Summary Under the proposed Cloud and AI Development Act (CADA), a provider cannot simply "upgrade" from Union assurance level 1 to level 4; each tier represents a distinct, cumulative set of sovereignty requirements that must be met in full. Moving from level 1 to level 4 requires a provider to progressively tighten data localization, restrict personnel to Union citizens, obtain higher cybersecurity certifications, and eliminate third-country control entirely. Crucially, while level 1 relies on self-assessment, levels 2 through 4 mandate independent third-party audits and formal recognition by national competent authorities, as detailed in Article 16 and Article 20 of the proposal. The criteria are strictly cumulative: to qualify for level 4, a provider must satisfy every requirement of levels 1, 2, and 3, plus the additional "high" assurance criteria.

Detail

The CADA proposal establishes a Union cloud computing sovereignty framework comprising four assurance levels. The path from level 1 to level 4 is not a linear progression of minor adjustments but a series of structural overhauls regarding infrastructure, personnel, legal control, and cybersecurity. As proposed, a provider aiming for the highest level of sovereignty (level 4) must satisfy all criteria of the lower levels, as the requirements are cumulative. Article 20(1) explicitly states that an audited provider undergoing an audit procedure at a higher Union assurance level "shall satisfy all the applicable cumulative criteria under Annex II applicable to the lower Union assurance levels." Failure to meet any requirements of a lower assurance level shall preclude conformity with the higher Union assurance levels.

Step 1: Establishing the Baseline (Union Assurance Level 1)

Level 1 serves as the entry point for providers wishing to serve the public sector. It establishes the foundational requirement of Union establishment and data residency.

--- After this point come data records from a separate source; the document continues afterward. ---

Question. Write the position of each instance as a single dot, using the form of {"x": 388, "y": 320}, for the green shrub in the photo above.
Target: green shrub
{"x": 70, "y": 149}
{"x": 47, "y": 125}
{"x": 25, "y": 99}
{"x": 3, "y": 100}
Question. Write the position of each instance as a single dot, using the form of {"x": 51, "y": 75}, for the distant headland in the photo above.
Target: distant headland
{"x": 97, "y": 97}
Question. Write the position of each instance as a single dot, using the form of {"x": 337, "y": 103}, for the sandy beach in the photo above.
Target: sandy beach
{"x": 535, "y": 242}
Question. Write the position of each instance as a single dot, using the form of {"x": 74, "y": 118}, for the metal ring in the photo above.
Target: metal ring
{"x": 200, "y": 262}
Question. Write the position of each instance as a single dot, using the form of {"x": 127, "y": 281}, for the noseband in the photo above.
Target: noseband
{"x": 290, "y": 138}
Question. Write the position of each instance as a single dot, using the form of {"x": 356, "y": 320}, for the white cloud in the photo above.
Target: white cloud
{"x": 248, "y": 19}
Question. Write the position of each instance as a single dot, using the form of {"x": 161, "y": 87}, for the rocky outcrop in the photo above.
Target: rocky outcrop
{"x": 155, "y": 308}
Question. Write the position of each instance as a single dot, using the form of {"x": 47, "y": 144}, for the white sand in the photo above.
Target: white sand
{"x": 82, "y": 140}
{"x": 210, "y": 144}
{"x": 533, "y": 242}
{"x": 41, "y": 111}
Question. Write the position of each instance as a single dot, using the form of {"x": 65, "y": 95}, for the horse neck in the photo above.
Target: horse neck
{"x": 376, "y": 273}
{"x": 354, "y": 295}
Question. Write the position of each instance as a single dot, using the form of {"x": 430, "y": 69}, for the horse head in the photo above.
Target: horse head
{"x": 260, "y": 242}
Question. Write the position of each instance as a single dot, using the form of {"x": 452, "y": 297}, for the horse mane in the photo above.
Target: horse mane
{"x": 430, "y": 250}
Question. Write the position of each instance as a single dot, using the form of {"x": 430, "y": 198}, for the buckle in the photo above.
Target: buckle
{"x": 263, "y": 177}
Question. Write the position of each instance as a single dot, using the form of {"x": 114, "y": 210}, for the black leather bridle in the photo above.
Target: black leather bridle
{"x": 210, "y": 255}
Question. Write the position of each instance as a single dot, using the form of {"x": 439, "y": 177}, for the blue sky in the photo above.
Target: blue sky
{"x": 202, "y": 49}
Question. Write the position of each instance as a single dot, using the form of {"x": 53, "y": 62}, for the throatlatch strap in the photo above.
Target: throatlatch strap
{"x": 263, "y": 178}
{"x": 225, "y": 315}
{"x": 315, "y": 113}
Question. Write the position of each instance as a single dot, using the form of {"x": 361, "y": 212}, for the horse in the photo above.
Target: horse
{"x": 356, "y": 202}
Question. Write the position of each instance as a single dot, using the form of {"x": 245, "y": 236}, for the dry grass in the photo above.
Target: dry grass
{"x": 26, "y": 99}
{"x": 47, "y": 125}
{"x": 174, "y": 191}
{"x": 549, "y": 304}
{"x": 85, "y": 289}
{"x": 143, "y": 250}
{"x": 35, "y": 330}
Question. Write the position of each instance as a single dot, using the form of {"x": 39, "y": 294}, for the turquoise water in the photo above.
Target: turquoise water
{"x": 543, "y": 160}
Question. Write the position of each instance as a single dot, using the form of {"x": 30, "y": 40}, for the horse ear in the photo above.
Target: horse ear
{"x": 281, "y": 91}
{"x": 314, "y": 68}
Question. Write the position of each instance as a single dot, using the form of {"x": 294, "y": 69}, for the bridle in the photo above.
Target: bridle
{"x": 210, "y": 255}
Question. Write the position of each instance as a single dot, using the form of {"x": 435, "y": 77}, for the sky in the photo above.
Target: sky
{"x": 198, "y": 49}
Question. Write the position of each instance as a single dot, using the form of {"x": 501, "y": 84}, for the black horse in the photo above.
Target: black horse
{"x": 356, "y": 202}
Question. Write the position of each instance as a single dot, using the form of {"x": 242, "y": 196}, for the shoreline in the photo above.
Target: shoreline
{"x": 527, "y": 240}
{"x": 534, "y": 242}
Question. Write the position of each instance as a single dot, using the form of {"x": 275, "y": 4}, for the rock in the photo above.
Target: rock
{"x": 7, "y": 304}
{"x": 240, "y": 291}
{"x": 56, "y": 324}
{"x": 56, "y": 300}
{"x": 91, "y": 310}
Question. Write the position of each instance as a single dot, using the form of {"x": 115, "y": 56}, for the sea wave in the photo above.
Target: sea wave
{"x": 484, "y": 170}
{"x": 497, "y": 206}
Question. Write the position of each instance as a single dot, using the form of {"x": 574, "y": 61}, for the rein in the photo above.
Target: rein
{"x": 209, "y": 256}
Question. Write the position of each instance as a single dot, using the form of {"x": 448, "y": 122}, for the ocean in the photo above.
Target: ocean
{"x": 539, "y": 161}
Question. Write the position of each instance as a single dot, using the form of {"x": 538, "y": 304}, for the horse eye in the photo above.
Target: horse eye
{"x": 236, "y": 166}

To achieve level 1, a provider must demonstrate compliance through a conformity self-assessment (Article 19). The provider issues an EU statement of conformity and assumes full responsibility for compliance. The key criteria under Annex II, Section 1 include:

  • Establishment: The provider must be established in the Union.
  • Infrastructure and Assets: Infrastructure and assets, including those of subcontractors, must be located in the Union unless the public sector body explicitly requires otherwise.
  • Data Residency: Customer data, including metadata and telemetry, must remain exclusively within the Union unless the public sector body explicitly requires otherwise.
  • Subcontracting Transparency: The provider must provide full transparency around the use of subcontractors and subject them to due diligence.
  • Third-Country Control: If the provider is subject to the control of a third country, it must guarantee that no laws in that third country require reporting software vulnerabilities to third-country authorities prior to exploitation.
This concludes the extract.